Serve with steamed or baked asparagus. To bake asparagus, wash spears and break off and discard the tough end. Place in an ovenproof dish with salt, pepper and a little olive oil to lightly coat the spears. To dress it up, you can add some sesame seeds. Bake at 375 for about 12-15 min or until fork tender.
Cheese Crackers – Roben Ryberg showed us how to make these wonderful crackers at the GIG Educational Conference of June 2008. This recipe was posted in my notes from the conference. A friend asked me about a cheese cracker and I though you might like to have this recipe too.

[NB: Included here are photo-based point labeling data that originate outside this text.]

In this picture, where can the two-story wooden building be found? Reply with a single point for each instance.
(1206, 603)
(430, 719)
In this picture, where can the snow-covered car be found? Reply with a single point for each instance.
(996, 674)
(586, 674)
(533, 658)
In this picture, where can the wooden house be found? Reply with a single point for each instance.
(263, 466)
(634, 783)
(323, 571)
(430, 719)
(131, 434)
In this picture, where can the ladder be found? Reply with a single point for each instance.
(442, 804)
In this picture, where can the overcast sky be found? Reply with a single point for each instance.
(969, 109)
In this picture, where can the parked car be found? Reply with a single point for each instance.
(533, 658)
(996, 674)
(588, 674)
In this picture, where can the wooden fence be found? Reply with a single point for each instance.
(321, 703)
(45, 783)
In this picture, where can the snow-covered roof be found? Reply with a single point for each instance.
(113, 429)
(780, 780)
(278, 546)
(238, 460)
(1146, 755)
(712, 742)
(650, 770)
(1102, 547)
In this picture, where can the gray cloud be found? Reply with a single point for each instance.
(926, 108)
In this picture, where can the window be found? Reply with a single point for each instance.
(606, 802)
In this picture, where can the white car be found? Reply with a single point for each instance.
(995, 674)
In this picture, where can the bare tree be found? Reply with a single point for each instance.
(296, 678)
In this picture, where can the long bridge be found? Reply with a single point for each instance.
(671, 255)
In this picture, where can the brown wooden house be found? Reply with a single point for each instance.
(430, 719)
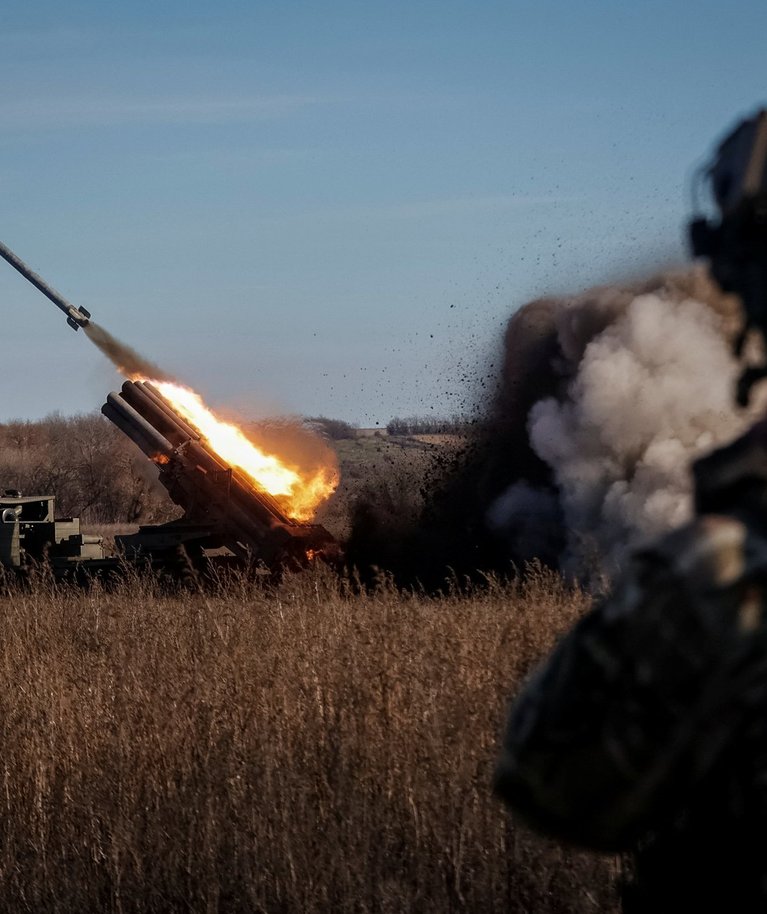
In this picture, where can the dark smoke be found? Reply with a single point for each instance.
(126, 360)
(604, 399)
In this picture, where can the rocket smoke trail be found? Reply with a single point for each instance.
(126, 360)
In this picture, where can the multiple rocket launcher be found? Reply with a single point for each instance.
(225, 514)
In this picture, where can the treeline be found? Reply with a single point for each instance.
(430, 425)
(94, 471)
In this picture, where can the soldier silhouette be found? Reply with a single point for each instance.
(646, 729)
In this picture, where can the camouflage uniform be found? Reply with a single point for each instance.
(646, 729)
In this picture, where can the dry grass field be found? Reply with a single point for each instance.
(300, 747)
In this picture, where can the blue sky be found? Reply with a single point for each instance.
(332, 208)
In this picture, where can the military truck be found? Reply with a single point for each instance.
(31, 533)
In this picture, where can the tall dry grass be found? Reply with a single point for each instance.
(297, 748)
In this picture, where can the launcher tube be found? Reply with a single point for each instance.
(138, 423)
(173, 428)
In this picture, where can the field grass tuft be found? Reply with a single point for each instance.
(292, 748)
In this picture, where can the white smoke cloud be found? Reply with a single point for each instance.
(650, 388)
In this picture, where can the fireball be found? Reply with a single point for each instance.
(299, 491)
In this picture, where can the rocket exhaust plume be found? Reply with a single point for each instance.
(126, 360)
(604, 399)
(635, 384)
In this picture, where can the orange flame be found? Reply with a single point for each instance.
(299, 492)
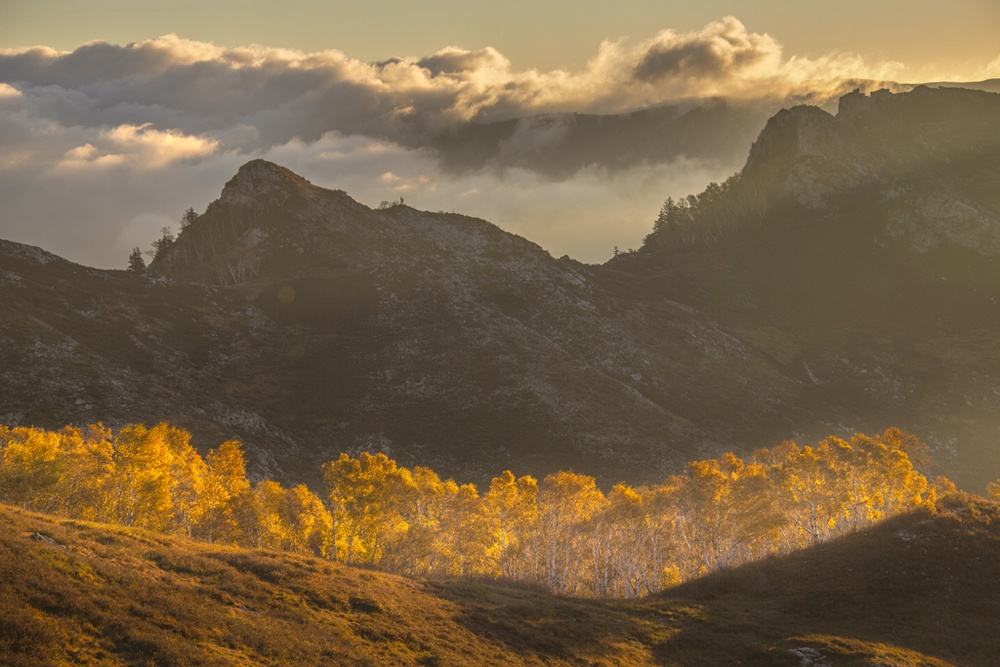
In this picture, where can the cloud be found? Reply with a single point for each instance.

Roben Ryberg is a cookbook author. Her newest book is “Gluten Free in Five Minutes: 100 rapid recipes for breads, rolls, cakes, muffins and more” To see all her books on Amazon, go here .

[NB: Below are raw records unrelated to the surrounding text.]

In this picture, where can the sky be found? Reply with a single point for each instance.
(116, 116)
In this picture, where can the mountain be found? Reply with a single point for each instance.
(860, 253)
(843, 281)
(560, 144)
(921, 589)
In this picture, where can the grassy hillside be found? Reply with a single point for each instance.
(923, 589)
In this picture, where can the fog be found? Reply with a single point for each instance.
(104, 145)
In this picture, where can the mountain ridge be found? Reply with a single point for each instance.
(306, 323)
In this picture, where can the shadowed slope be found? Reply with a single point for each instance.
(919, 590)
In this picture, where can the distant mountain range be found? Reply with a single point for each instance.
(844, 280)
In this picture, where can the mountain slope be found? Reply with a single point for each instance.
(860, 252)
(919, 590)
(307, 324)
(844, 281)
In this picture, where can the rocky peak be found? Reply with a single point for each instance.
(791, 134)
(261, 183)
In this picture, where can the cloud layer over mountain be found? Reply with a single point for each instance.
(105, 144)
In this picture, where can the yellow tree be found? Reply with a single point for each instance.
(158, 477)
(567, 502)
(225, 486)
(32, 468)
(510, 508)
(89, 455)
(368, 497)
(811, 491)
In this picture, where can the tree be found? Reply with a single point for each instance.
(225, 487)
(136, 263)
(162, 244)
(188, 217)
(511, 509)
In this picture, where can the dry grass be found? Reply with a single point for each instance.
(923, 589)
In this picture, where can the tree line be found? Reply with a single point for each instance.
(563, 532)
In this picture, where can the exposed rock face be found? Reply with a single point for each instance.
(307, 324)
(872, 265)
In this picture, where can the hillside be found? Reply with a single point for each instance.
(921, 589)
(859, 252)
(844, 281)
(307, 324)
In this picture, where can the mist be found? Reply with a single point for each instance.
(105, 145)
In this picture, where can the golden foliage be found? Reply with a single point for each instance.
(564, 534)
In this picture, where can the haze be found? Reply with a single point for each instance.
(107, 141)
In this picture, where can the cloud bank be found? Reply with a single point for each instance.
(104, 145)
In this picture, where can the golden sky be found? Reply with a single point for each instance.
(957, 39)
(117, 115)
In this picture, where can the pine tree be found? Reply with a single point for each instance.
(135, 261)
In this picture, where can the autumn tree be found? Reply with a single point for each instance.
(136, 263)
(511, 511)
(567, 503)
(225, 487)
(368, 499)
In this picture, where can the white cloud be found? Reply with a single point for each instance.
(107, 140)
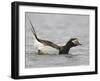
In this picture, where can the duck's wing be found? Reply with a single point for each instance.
(46, 42)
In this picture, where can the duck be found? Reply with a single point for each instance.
(48, 47)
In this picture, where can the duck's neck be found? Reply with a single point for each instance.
(65, 49)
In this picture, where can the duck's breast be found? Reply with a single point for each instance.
(44, 49)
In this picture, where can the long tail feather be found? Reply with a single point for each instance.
(32, 28)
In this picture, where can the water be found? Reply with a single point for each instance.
(57, 28)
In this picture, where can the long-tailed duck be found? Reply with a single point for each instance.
(48, 47)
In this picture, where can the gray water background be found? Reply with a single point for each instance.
(58, 28)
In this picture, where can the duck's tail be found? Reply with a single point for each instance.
(32, 29)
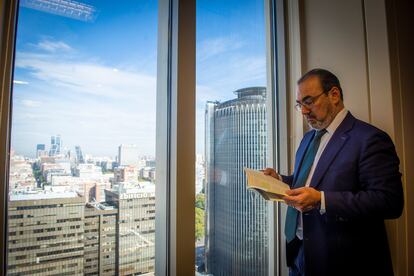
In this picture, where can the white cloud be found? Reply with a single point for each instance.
(30, 103)
(87, 77)
(212, 47)
(53, 46)
(95, 105)
(20, 82)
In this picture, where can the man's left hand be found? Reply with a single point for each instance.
(303, 199)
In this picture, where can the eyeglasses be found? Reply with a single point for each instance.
(308, 102)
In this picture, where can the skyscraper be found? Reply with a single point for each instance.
(40, 150)
(236, 219)
(55, 145)
(135, 228)
(79, 155)
(128, 155)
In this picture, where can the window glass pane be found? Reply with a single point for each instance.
(231, 222)
(82, 163)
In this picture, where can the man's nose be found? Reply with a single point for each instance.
(304, 110)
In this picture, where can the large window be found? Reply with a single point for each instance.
(81, 190)
(104, 92)
(232, 234)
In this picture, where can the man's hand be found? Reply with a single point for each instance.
(303, 199)
(272, 173)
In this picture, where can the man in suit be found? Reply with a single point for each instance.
(346, 181)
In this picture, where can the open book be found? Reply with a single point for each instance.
(268, 187)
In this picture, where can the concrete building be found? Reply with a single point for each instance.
(136, 228)
(237, 220)
(128, 155)
(45, 234)
(100, 240)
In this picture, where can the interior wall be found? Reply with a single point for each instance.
(401, 41)
(350, 38)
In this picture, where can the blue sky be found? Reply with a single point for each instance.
(94, 83)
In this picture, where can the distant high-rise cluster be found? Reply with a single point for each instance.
(236, 224)
(81, 215)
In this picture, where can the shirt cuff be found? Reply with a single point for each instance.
(322, 210)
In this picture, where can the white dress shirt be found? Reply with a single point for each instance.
(330, 130)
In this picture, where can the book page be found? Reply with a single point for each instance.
(257, 180)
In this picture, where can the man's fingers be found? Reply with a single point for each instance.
(294, 192)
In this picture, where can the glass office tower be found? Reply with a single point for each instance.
(236, 219)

These poofy, tasty little crackers are rolled and cut. Miniature cookie cutters are available in cooking supply stores if you wish to mimic the tiny crackers loved by children. You can also cut them with a knife.
4 ounces cheddar cheese shredded
1⁄4 cup softened butter
3⁄4 cup cornstarch, 95 grams
1⁄4 teaspoon salt
1⁄4 teaspoon xanthan gum
1⁄2 teaspoon baking powder
1⁄4 teaspoon baking soda
Topping: salt or other dried herbs or spices as desired (I love garlic salt on these!)
Directions: Preheat oven to 400°.
Combine all ingredients, except milk, in mixing bowl. Mix until mixture resembles a fine crumb. Add milk and beat well.
On lightly greased surface, pat or roll dough to 1/8 inch thickness. Cut into 3⁄4 inch squares or other small shape that you like. You can also cut into larger round or square cracker shapes if desired (just extend baking time). (You can use a pizza cutter to cut these out fast!)
Prick tops of crackers with fork and sprinkle lightly with salt or other dried herbs or spices as desired.
Bake until golden brown and crisp, approximately 10 minutes. Crackers will be light and crispy, although barely browning at the edges. The bottom of the cracker will have a bit more color.
Makes approximately 5 dozen small crackers.
Articles and Abstracts
In Sweeden they looked at 28,756 people with severe villous atrophy and found an increase in incidence of cataract when compared to controls matched for age and sex. Vitamin deficiencies are often seen in those with CD and in those with cataracts.
Am J Epidemiol. 2011 May 30.
[Epub ahead of print]
Increased Risk of Cataract Among 28,000 Patients With Celiac Disease.
Mollazadegan K, Kugelberg M, Lindblad BE, Ludvigsson JF.
Vitamin deficiencies are prevalent in celiac disease (CD) and are associated with cataract formation, but it is unknown whether persons with CD are at increased risk of cataract. The authors' objective in this population-based cohort study was to determine the risk of cataract among persons with biopsy-verified CD. Data on CD were collected from reports on small intestinal biopsies performed between July 1969 and February 2008 in the 28 regional pathology departments in Sweden. The authors identified 28,756 persons with CD (villous atrophy, Marsh pathology stage 3). For each person with CD, Statistics Sweden selected up to 5 controls matched for age and sex from the Total Population Register. Data on cataract were obtained from the Swedish National Hospital Discharge Register and the National Day-Surgery Register. Cox regression analysis was used to estimate the risk of cataract. During a median follow-up period of 9 years, the authors identified 1,159 cataracts among persons with CD (909 were expected) (hazard ratio = 1.28, 95% confidence interval: 1.19, 1.36). The absolute risk of cataract was 397/100,000 person-years in CD, with an excess risk of 86/100,000 person-years. In conclusion, this study found an increased risk of developing cataract in patients with CD.
PMID: 21624959 [PubMed - as supplied by publisher]
Recall For NOW Supplement
NOW Foods is conducting a voluntary recall of the company’s Calcium & Magnesium Softgels because it has been determined that these products contain excessive amounts of vitamin D3 (30-40,000 IU per 3 softgel serving as compared to labeled 600 IU per 3 softgel serving).
The product was distributed throughout the United States and other countries. The affected U.S. product codes are 1251, 1252. The recall also affects Private Label products codes.